Pero aún tenía que explicarle a ella lo que sentía, él, Lloyd Simcoe, el hombre cuya voz siempre fallaba, el paño de lágrimas, el ladrillo, aquel hacia el que los demás se volvían cuando dudaban. Tenía que explicarle qué pasaba por su cabeza, por qué la visión de un matrimonio disuelto dentro de veintiún años (¡veintiún años!) lo paralizaba en aquel momento, envenenaba todo lo que creía tener.

Observó a Michiko, bajó la vista, trató de nuevo de encontrar sus ojos y terminó por concentrarse en un punto negro en las paredes oscuras del apartamento.

Nunca había hablado de aquello con nadie, ni siquiera con su hermana Dolly, al menos desde que dejaron de ser niños.
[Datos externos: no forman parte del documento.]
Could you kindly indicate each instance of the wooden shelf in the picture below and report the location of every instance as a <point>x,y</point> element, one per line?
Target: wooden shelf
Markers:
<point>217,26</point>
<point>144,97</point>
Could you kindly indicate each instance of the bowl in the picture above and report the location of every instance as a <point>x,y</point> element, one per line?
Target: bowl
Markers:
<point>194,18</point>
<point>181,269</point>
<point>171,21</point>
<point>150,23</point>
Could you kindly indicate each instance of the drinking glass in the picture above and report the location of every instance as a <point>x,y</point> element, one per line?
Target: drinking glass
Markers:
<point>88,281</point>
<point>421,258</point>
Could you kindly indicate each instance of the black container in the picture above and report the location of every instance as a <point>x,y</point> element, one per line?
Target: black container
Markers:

Inspiró profundamente antes de comenzar, con los ojos aún fijos en la pared.

—Cuando tenía ocho años, mis padres nos llamaron a mí y a mi hermana al salón. —Tragó saliva—. Era una tarde de sábado. Desde hacía semanas las cosas habían estado muy tensas en casa. «Muy tensas» es un modo adulto de expresarlo. De niño, lo único que yo sabía era que papá y mamá no se hablaban. Sí, se dirigían la palabra cuando era necesario, pero siempre de forma seca. Y a menudo terminaban con frases cortadas. «Si ése es el modo...», «No voy a...», «No te atrevas...». Todo el rato así. Trataban de ser civilizados cuando sabían que podíamos oírlos, pero nos enterábamos de mucho más de lo que pensaban. —Miró un instante a Michiko antes de volver a contemplar la pared—. Pues aquella tarde nos llamaron abajo.« ¡Lloyd, Dolly, venid aquí!». Era mi padre. Y ya sabes, cuando nos gritaba para que fuéramos, era porque estábamos en un buen lío. No habíamos recogido nuestros juguetes, uno de los vecinos se había quejado de algo, lo que fuera. Salí de mi cuarto y Dolly del suyo, y nos miramos, ya sabes, un mero instante, un momento compartido de aprensión. —Observó a Michiko como había hecho hacía años con su hermana—. Bajamos las escaleras y allí estaban: mamá y papá. Los dos estaban de pie, y nosotros nos quedamos igual. Todo el tiempo estuvimos así, como si esperáramos el maldito autobús. Durante un tiempo estuvieron callados, como si no supieran qué decir. Al final empezó mi madre: «Vuestro padre se marcha». Ya está. Sin preámbulos, sin tratar de suavizar el golpe: «Vuestro padre se marcha». Y entonces habló él. «Me iré a algún lugar cercano. Podréis verme los fines de semana». Y mi madre añadió, como si fuera necesario: «Vuestro padre y yo hemos tenido problemas últimamente».

Lloyd se quedó callado.

Michiko le mostró una expresión comprensiva.

—¿Lo viste mucho después de marcharse? —preguntó al fin.

—No se marchó.

—Pero tus padres están divorciados.

—Sí... seis años después. Pero, tras el gran anuncio, no se marchó. No nos dejó.

—¿Arreglaron sus problemas?

Lloyd se encogió de hombros.

—No, no, las luchas prosiguieron, pero nunca volvieron a hablar de separación. Nosotros, Dolly y yo, estábamos siempre esperando la caída del martillo, la marcha de mi padre. Durante meses, durante los seis años que sobrevivió el matrimonio a aquel día, pensamos que se iría en cualquier momento. Nunca se habló de fechas; en realidad, nunca dijeron cuándo se iría. Cuando al fin se separaron, fue casi un alivio. Quiero a mi padre, y a mi madre también, pero tener tanto tiempo esa espada sobre nuestras cabezas fue insoportable. —Hizo una pausa—. Y un matrimonio como ese, un matrimonio con problemas... Lo siento, Michiko, pero no quiero volver a pasar jamás por algo parecido.